Expected number of TCs reaching category 3 or greater in 8x8º cells in the target area for the calibration time period (1982-2019), including the historical TC tracks:

Plot_calibration_period_cat3(xds_timeM, xds_timeline, df, 0.6, 8, lo_area, la_area);
_images/03_Statistical_Downscaling_95_0.png

Expected number of TCs in 8x8º cells in the target area for year 2015 (El Niño) of the calibration time period (1982-2019) including the historical TC tracks coloured according to their category:

Plot_cali_year(2015, xds_timeline, xds_timeM, df, 35, lo_area, la_area, figsize = (18, 15));
_images/03_Statistical_Downscaling_97_0.png
  • The model generally performs very well since it effectively and accuretly estimates the TC activity (quantity and intensity of TCs).
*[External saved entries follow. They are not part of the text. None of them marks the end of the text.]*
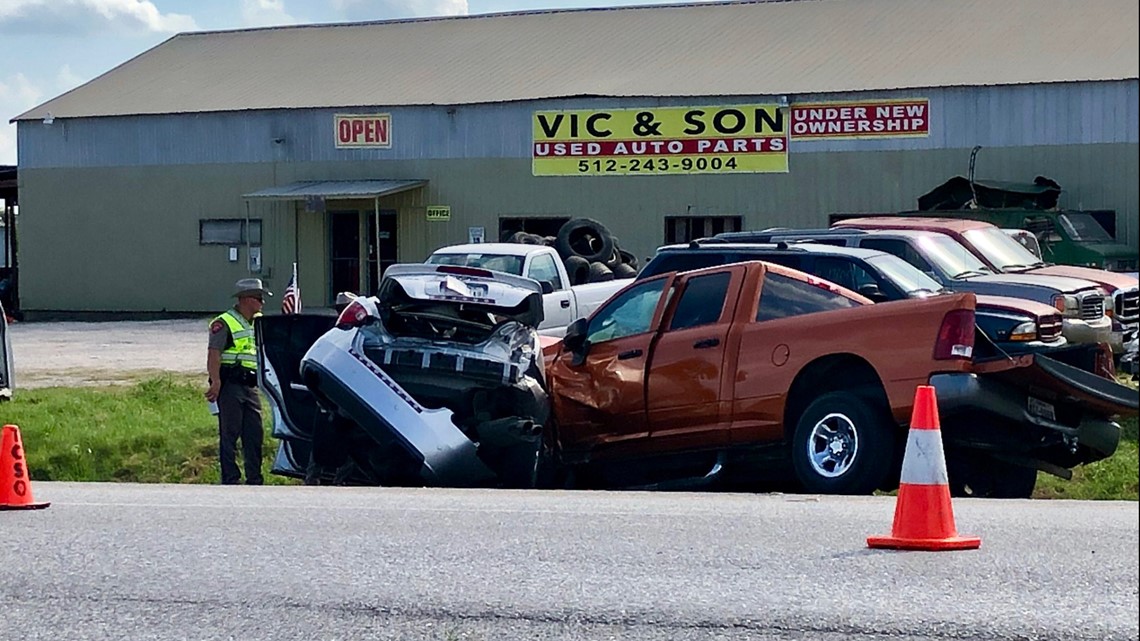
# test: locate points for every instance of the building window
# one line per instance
(540, 226)
(684, 228)
(229, 232)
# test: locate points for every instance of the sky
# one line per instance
(49, 47)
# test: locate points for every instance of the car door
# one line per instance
(600, 397)
(556, 306)
(686, 400)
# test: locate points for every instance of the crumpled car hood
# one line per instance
(477, 290)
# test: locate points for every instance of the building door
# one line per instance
(387, 240)
(344, 252)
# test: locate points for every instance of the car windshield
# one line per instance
(496, 261)
(1084, 227)
(951, 257)
(1000, 250)
(908, 277)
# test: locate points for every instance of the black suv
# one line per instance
(1011, 325)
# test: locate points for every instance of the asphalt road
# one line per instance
(127, 561)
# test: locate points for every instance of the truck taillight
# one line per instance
(353, 316)
(955, 337)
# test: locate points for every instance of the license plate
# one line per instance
(1042, 408)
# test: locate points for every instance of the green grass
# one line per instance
(1114, 478)
(157, 430)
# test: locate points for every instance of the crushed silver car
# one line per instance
(437, 380)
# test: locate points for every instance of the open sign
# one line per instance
(364, 130)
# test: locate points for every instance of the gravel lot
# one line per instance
(88, 354)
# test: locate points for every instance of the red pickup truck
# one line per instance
(738, 372)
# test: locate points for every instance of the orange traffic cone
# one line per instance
(15, 481)
(923, 517)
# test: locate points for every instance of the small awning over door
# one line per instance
(334, 189)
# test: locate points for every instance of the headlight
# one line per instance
(1026, 331)
(1067, 305)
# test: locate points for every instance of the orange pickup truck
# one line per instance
(748, 372)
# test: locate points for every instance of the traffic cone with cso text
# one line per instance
(15, 481)
(923, 516)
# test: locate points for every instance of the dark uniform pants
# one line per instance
(239, 416)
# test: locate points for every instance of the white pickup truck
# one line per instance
(562, 303)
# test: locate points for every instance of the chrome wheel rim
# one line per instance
(832, 446)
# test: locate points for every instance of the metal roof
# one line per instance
(748, 48)
(334, 189)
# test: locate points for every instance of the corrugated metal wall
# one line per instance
(136, 188)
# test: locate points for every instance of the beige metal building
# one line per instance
(347, 147)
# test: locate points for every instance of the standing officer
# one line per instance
(231, 362)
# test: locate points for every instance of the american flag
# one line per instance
(291, 300)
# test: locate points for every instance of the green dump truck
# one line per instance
(1085, 237)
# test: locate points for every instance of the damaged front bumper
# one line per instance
(398, 395)
(340, 373)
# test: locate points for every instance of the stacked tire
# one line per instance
(588, 250)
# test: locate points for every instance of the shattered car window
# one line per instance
(783, 297)
(497, 262)
(626, 315)
(701, 301)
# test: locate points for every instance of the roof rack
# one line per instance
(791, 235)
(717, 241)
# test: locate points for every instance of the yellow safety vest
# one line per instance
(244, 350)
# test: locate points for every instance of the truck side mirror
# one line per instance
(575, 340)
(872, 291)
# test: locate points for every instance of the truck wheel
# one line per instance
(585, 237)
(844, 444)
(979, 476)
(577, 269)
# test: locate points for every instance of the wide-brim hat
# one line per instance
(250, 287)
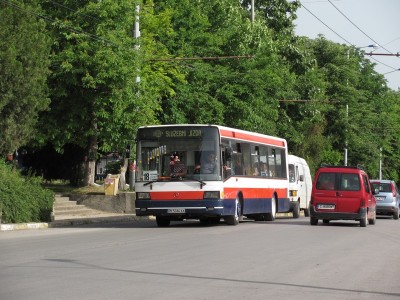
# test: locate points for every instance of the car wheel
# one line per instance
(363, 220)
(296, 210)
(313, 221)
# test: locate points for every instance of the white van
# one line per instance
(300, 185)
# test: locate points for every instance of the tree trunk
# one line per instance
(122, 179)
(90, 161)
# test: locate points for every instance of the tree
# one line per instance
(24, 51)
(96, 102)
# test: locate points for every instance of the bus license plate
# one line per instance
(176, 211)
(326, 206)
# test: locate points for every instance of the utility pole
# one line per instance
(252, 11)
(136, 35)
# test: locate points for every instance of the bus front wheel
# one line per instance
(272, 215)
(234, 219)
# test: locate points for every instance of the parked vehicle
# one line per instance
(300, 185)
(342, 193)
(388, 198)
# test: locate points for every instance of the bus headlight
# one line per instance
(211, 195)
(142, 196)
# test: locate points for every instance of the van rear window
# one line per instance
(326, 181)
(383, 187)
(349, 182)
(345, 182)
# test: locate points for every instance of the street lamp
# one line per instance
(375, 46)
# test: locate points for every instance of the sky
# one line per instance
(359, 23)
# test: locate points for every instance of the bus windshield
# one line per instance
(178, 153)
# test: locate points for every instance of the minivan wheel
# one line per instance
(162, 221)
(313, 221)
(363, 220)
(396, 214)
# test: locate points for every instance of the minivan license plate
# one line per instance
(326, 206)
(176, 211)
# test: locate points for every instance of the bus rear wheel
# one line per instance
(272, 215)
(162, 221)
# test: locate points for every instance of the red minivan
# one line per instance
(342, 193)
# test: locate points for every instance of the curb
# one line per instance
(92, 220)
(71, 222)
(23, 226)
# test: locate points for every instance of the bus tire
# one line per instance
(234, 219)
(272, 215)
(162, 221)
(296, 210)
(306, 212)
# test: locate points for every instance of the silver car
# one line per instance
(388, 198)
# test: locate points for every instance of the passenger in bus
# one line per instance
(265, 170)
(255, 170)
(209, 167)
(196, 169)
(238, 168)
(178, 169)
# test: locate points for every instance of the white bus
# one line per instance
(249, 177)
(300, 185)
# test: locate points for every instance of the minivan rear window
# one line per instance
(383, 187)
(349, 182)
(326, 181)
(346, 181)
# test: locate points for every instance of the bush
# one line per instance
(22, 198)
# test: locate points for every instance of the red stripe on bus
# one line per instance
(251, 138)
(229, 193)
(252, 193)
(177, 195)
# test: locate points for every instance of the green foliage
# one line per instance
(23, 199)
(24, 60)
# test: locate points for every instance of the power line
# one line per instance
(326, 25)
(202, 58)
(357, 26)
(51, 21)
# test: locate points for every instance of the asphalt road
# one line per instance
(285, 259)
  • In some zones (depending on the month) the model overstimates the number of TCs since rather than predicting the exact path followed by the TC track it predicts the track and its area of infuence (surroundings).

  • When a TC is very intense or very close in dates to the previous or following month it leaves its footprint (like Pam from 07/03/2015 in February).